16.ROMA: Roma who have climbed eight places this year are the second new entry on the list thanks to a €53m (42%) increase in overall revenue due to their Champions League return. Despite going out at the group stage, they pocketed €47m from Uefa thanks to the presence of only one other Italian side (Juventus) in the competition. Matchday revenue was also boosted by Champions League participation and papered over the fact that Roma’s commercial income actually fell by €1.5m (4%).
17.Newcastle United: Yes, Newcastle United. The Toon need to thank the big-money broadcasting deal. Over 60% of their revenue is derived from the centralised broadcast deals. Apart from this, the Magpies have the third-highest average attendance in the English top flight (50,500) and they earned £26.8m (€32.2m) from matchday revenue.

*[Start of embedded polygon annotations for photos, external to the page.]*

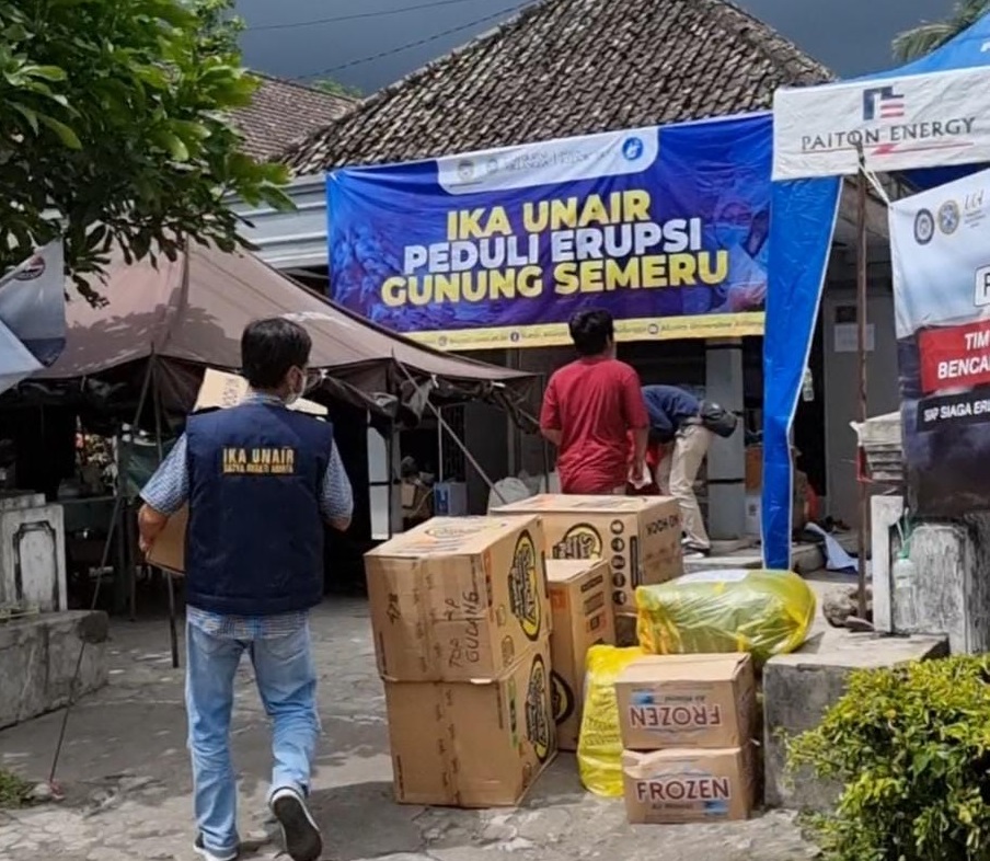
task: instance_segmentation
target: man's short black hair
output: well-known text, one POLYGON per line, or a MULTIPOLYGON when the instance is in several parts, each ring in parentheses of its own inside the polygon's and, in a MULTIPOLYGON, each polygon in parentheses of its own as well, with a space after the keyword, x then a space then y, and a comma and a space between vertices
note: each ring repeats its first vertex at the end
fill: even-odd
POLYGON ((299 323, 284 317, 255 320, 241 335, 241 371, 252 389, 277 389, 290 368, 309 365, 312 346, 299 323))
POLYGON ((601 309, 591 308, 578 311, 571 318, 571 340, 582 356, 598 356, 615 337, 615 323, 612 315, 601 309))

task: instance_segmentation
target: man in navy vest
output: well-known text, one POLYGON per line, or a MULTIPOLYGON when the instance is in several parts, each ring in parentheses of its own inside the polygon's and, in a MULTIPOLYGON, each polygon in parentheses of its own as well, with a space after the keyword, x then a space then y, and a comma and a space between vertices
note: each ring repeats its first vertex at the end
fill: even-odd
POLYGON ((665 496, 677 498, 686 536, 684 556, 707 556, 712 542, 694 495, 694 481, 714 435, 701 423, 701 402, 676 386, 644 386, 643 400, 649 414, 649 437, 666 448, 656 483, 665 496))
POLYGON ((354 503, 331 424, 286 409, 307 389, 310 349, 296 323, 251 323, 241 337, 250 395, 189 416, 141 491, 145 550, 189 507, 186 711, 195 849, 207 861, 239 853, 230 715, 245 652, 274 725, 268 803, 286 851, 315 861, 323 849, 306 803, 320 733, 307 613, 323 598, 323 525, 347 529, 354 503))

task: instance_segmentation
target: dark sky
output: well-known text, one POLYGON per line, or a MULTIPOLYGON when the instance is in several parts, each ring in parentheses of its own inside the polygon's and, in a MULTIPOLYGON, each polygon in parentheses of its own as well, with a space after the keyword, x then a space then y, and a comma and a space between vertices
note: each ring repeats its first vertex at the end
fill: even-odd
MULTIPOLYGON (((335 78, 366 93, 491 30, 525 4, 238 0, 248 22, 242 45, 249 66, 285 78, 335 78), (316 23, 322 19, 336 20, 316 23)), ((740 0, 740 5, 841 76, 852 77, 893 66, 894 35, 921 21, 947 16, 953 0, 740 0)))

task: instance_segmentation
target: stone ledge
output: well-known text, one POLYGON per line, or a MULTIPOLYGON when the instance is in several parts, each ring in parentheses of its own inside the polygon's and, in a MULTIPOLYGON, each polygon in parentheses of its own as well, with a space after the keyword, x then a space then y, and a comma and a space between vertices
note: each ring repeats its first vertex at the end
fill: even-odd
POLYGON ((0 730, 68 703, 83 642, 76 697, 106 685, 107 639, 106 613, 88 610, 0 624, 0 730))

18.Everton: The Toffees have risen two places thanks to their progression to the last 16 of the Europa League. Though, Their commercial income is the lowest in the Money League, Everton, like every side in the English top flight, benefit enormously from TV money, earning £86.8m from broadcast revenue – more than both Bayern Munich and Paris Saint-Germain!
19.INTER: Inter have now fallen to their lowest ever position, 19th. A run in the Europa League helped boost revenue from matchday and broadcast streams but a 16% decrease in commercial income is worrying for the Nerazzurri. However, their proposed new stadium and hopefully their return to Champions League football next season would represent a significant boost to Inter’s ailing fortunes.
20.WEST HAM UNITED: West Ham make their first appearance in the Money League after a 9-year absence.Their overall revenue rose by 5% to £122.4 million (€160.9m). A sponsorship deal with Betway boosted their commercial revenue by 9% but the main reason for their return to the top 20 was the money accrued from the English top flight’s centralised broadcasting deal, which accounts for 65% of West Ham’s income.